REITs vs. Traditional Commercial Real Estate Investment

REITs vs. Traditional Commercial Real Estate Investment

So how exactly do real estate investment trusts compare to direct real estate investment? There are several ways we can compare and contrast the two:

 

REITs are the mutual funds/ETFs of the real estate world

As we described above, REITs give investors access to a multitude of properties through a trust. This means that REITs are more stable than direct real estate investment as one-off losses or gains will be balanced out by a larger portfolio. This also means that the potential for extreme gains with an REIT is generally lower than direct real estate investment. 

 

Direct commercial real estate investment gives investors all the power

If you own a piece of real estate, you are in full control of that asset. You are free to buy, rent, renovate, or whatever else you might choose assuming you don’t have a contractual or legal obligation preventing such an action.

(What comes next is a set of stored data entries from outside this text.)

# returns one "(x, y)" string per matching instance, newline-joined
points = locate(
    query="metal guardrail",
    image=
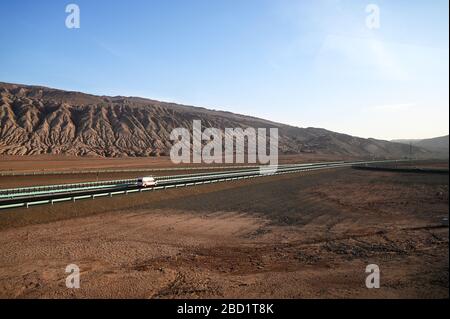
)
(106, 171)
(193, 180)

REIT investors do not share this level of control or power. Instead, they buy into REITs which are managed by industry experts. A loss of control might be a non-starter for some investors, but the ability to diversify real estate holdings with REIT gives investors a much safer bet in the long term.

 

Direct real estate investment generally comes with a larger buy-in

REITs are extremely affordable. Much like stocks, bonds, or mutual funds, investors need only to be able to afford shares rather than making massive investments to purchase a real estate property. In this way, individuals and organizations of all levels of wealth can invest in the real estate market. This is a primary reason why REITs are perfect for individuals and small investors (more on this below).

 

REITs have guaranteed dividends

REITs have guaranteed dividends

Another huge advantage of REITs is that a minimum of 90% of all payouts must come by way of dividends. This is a legal obligation based on federal REIT law. It is important to note that according to investor.gov: “The shareholders of a REIT are responsible for paying taxes on the dividends and any capital gains they receive in connection with their investment in the REIT. Dividends paid by REITs generally are treated as ordinary income and are not entitled to the reduced tax rates on other types of corporate dividends.”

 

REITs Remain a Solid Investment Opportunity

REITs are not meant to replace a solid investment portfolio by way of a retirement account and/or traditional investment account. Instead, they should be thought of as a perfect supplement to those investment opportunities which allows individuals of all levels of available capital to invest in the real estate market. A few reasons why REITs will remain a great investment opportunity include:

 

  • Guaranteed dividends
  • Real estate investment without the need for industry expertise
  • REITs are completely hands off/passive (unlike direct real estate investment)
  • REITs are liquid just like stocks or other traditional investments. Again, this differs dramatically from typical real estate investments
  • A traditionally strong performance compared to other investments

 

Going Forward

REITs were first introduced in the early 1960’s, and they don’t show any signs of going away any time soon. In fact, the total monies invested in REITs around the world has exploded from $300 billion in 2003 to a massive $1.7 trillion in 2017. Real estate investment is not just for the wealthy or the connected thanks to REITs. Anyone looking to build equity or expand their investment portfolio should consider a real estate investment trust.